Maud Fontenay is a slight, slender woman of 27 who sought to show that size and strength alone mean little without mental toughness and resourcefulness. Her achievement? Rowing 7,000 kilometres across the Pacific Ocean on her own in 73 days while variously contending with a broken seawater filtration system and diving into shark infested waters to fix her boat. Spending the first fifteen years of her life at sea was certainly a helpful start but, nonetheless, it’s a pretty staggering feat. As for my feet, you can be assured they remain rooted to the spot.
Jeff Porter
Thank God, I have never borne personal witness to a terrorist outrage or other catastrophe. Yet, if I was and I was also compus mentus, what would I do? Run for the proverbial exits? Sit in shock? Or, indeed, take some responsibility? That all assumes, of course, that I only had myself to worry about and not the scenario that confronted Jeff Porter.
Porter is a driver on the London Underground who saw a train on an adjacent track blown up as part of the orchestrated campaign last July by supporters of al Qaeda.

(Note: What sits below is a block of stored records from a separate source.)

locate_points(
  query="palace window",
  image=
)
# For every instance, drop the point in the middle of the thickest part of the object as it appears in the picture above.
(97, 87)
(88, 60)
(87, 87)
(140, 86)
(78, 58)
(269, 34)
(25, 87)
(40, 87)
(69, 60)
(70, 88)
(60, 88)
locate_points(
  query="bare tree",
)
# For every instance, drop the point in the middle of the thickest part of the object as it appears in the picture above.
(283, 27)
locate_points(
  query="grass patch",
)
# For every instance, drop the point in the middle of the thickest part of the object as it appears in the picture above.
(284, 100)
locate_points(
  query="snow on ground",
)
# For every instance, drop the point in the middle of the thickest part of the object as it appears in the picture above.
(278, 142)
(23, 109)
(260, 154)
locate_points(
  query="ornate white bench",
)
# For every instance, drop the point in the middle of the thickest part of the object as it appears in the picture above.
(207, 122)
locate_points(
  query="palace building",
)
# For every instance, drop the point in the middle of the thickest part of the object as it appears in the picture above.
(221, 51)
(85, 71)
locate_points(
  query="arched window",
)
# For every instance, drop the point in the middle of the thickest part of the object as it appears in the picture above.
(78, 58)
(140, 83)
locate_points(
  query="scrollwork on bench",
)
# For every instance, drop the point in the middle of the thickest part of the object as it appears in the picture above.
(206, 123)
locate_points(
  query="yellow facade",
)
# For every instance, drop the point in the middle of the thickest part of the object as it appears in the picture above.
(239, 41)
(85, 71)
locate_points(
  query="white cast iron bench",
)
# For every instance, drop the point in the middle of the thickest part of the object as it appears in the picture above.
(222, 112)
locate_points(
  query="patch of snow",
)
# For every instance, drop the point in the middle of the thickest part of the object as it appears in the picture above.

His presence of mind as he approached Edgware Road station ensured the death toll was minimised. He decamped from his train, in the wake of this ferocious explosion, and groped his way through the dust, smoke and trapped bodies to raise the alarm in the main body of the station. He subsequently assisted in the orderly evacuation of around 1,000 passengers from his train in small groups. We often marvel at the heroic achievements of trained emergency services so Jeff Porter, a modest, self effacing train driver, deserves our great admiration all the more.
Lars G. Josefsson
I attended a seminar recently which, among other things, showed the result of a vox pop that asked members of the public whether they were both environmentally friendly and aware. The bemusement, embarrassment and mild irritation that unfolded on screen was highly instructive and was almost a mirror image of the attitude and stance of business leaders and politicians. Climate change is the most serious long term threat to the planet, far more than the threat of race wars or mutant viruses, and Lars G. Josefsson is among the most serious champions of this issue.
His influence reflects his position as CEO of Vattenfall, the Swedish state controlled electricity company, and he has used it to exert pressure on G8, the United Nations and the international business community to impose a worldwide system to limit carbon dioxide emissions over the next century. This will permit a market in which quotas may be traded and indicates that energy providers are starting to regulate their industry before governments demand it. The brand of enlightened radicalism displayed by Josefsson has been an infrequent guest in boardrooms hitherto but is, I suspect, something we’ll be seeing rather more of in the future.